The "Receptionist Installer." Install or upgrade the Traefik Ingress Controller and its cluster-scoped permissions.

  • Idempotent: Safe to run multiple times.
  • SSL Configuration: Automatically provisions wildcard certificates for your .kube domains.
  • Usage: larakube traefik:setup

traefik:dashboard

The "Network UI." LaraKube CLI provides a dedicated dashboard for Traefik to monitor all ingress traffic and routing rules.

  • Preferred Access: Visits https://traefik.kube
  • Why it's better: Unlike temporary port-forwarding or tunneling, the traefik.kube domain provides a persistent, cluster-wide address that is automatically secured with valid SSL. It gives you a complete view of how Traefik is routing traffic across all your projects, not just the current one.

traefik:logs

The "Traffic Monitor." Tails the logs specifically for the Traefik Ingress Controller.

  • Usage: larakube traefik:logs

traefik:restart

The "Soft Reset." Forces a graceful rollout restart of the Traefik pods without deleting the namespace or configuration.

  • Usage: larakube traefik:restart

traefik:destroy

The "Total Cleanup." Completely removes the Traefik Ingress Controller and its cluster-scoped permissions.

  • Safety: Requires confirmation unless the --force flag is used.
  • Usage: larakube traefik:destroy

hosts

The "Domain Sync." Manages /etc/hosts entries for your project's .kube domains. Run after up if your browser can't resolve a project URL.

  • Idempotent: Safe to run multiple times; existing entries are reused.
  • Mac/Windows: Maps your project domains to 127.0.0.1 for local Docker Desktop / OrbStack setups.
  • Linux: Maps to the cluster LoadBalancer IP (MetalLB or k3d's built-in).
  • Sudo: Prompts for elevation since /etc/hosts is a protected file.

trust

The "Authority Installer." Installs the LaraKube Local CA into your system's trust store.

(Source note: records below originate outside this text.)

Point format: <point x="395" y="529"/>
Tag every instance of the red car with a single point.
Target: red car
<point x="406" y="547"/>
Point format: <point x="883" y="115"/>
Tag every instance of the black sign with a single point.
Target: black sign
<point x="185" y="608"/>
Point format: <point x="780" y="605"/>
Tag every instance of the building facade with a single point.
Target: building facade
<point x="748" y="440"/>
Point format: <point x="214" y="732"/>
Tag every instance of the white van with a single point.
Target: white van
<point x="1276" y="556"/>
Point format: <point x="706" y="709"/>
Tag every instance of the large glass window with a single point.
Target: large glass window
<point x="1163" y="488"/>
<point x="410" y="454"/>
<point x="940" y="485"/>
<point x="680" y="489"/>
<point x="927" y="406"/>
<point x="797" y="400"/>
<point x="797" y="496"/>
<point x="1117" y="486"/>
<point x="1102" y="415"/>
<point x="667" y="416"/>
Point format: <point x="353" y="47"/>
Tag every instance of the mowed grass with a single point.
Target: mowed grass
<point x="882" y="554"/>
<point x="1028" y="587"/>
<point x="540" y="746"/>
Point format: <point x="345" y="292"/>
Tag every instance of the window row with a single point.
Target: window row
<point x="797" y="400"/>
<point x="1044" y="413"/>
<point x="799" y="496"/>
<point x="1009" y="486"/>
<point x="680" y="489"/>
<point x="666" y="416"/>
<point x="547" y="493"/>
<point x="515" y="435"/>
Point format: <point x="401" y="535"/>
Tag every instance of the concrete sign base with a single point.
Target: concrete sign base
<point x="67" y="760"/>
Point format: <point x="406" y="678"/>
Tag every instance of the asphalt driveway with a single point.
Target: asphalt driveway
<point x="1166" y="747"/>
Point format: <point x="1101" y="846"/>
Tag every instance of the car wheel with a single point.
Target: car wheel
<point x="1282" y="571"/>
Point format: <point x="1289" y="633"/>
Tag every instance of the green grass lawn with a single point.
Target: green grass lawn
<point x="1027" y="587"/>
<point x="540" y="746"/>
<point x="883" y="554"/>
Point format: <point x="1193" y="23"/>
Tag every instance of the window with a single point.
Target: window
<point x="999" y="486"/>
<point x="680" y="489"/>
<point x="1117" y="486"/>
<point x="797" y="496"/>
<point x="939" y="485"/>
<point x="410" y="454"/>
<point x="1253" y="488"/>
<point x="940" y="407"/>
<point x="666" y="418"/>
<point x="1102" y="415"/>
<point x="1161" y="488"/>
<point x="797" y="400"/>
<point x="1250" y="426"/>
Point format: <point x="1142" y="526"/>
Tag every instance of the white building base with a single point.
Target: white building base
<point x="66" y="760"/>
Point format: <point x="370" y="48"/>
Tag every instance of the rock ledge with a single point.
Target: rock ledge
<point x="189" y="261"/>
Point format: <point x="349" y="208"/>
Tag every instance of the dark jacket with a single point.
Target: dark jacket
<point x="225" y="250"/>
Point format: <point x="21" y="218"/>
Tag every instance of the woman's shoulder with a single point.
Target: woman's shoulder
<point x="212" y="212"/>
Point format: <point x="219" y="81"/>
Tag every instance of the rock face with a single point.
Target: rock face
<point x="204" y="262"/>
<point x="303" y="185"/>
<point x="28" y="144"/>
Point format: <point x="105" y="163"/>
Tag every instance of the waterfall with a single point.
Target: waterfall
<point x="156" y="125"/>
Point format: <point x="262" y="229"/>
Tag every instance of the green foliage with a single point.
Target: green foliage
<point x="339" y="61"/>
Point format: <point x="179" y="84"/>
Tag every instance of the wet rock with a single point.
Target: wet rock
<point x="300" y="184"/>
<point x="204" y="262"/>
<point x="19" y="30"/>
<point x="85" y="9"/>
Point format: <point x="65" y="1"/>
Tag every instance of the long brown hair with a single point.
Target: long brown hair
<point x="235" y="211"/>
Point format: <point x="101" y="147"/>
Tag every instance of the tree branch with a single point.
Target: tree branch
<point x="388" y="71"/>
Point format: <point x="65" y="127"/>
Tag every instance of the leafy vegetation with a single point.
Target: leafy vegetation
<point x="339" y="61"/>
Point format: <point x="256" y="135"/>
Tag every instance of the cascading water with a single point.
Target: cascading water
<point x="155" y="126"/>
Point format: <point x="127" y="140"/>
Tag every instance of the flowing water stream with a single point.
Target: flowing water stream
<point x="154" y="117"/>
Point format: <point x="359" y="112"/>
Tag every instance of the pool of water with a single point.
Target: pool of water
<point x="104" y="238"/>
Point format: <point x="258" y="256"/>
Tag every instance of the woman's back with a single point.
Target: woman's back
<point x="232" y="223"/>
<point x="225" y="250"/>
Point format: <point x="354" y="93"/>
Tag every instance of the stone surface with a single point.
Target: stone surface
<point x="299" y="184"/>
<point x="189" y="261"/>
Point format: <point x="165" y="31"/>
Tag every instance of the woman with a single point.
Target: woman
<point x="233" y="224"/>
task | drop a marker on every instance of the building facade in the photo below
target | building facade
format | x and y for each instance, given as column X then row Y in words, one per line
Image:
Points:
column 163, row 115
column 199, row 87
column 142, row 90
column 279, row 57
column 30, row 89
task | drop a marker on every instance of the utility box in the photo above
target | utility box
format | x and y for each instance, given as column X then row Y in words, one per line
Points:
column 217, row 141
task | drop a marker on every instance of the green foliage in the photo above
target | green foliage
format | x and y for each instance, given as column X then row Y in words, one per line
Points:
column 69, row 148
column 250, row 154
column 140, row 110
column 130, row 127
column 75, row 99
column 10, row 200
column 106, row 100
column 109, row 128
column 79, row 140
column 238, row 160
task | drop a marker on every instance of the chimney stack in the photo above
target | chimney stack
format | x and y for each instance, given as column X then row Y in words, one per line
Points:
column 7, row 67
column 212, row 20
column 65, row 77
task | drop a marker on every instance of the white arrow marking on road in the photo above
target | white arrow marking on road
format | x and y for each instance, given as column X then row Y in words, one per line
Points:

  • Support: Works natively on macOS, Linux, and Windows WSL2.
  • Confidence: Enabling this gives you the "Green Lock" (valid HTTPS) for all your .kube sites.
  • Fallback: Automatically detects if the CA has expired and offers to download the latest version from Server Side Up.

trust:check

The "Trust Diagnostics." Diagnoses the local HTTPS trust chain end-to-end.

  • What it checks: CA files present in ~/.larakube/certificates/, CA trusted in the system keychain, DNS resolving for .kube domains, system cert validity, and per-app cert validity.
  • Exit code: Returns exit code 1 if any issues are found, making it safe to use in scripts.
  • Usage: larakube trust:check
First diagnostic to run

If any .kube domain shows a browser security warning or an HTTPS error, run larakube trust:check first. It pinpoints exactly which part of the chain is broken before you try anything else.

trust:reset

The "CA Regenerator." Destroys and regenerates the local Certificate Authority.

  • When to use: When the CA has become invalid, expired, or corrupted beyond what trust can fix.
  • Confirmation: Asks you to type reset to confirm, or use the --force flag to skip.
  • Per-app certs: All per-app certificates regenerate automatically on the next larakube up.
  • Usage: larakube trust:reset (or larakube trust:reset --force)

trust:remove

The "Authority Remover." Removes the LaraKube Local CA from your system's trust store.

  • Precision: Uses unique SHA-1 fingerprints (macOS) or file paths (Linux/Windows) to ensure a clean removal.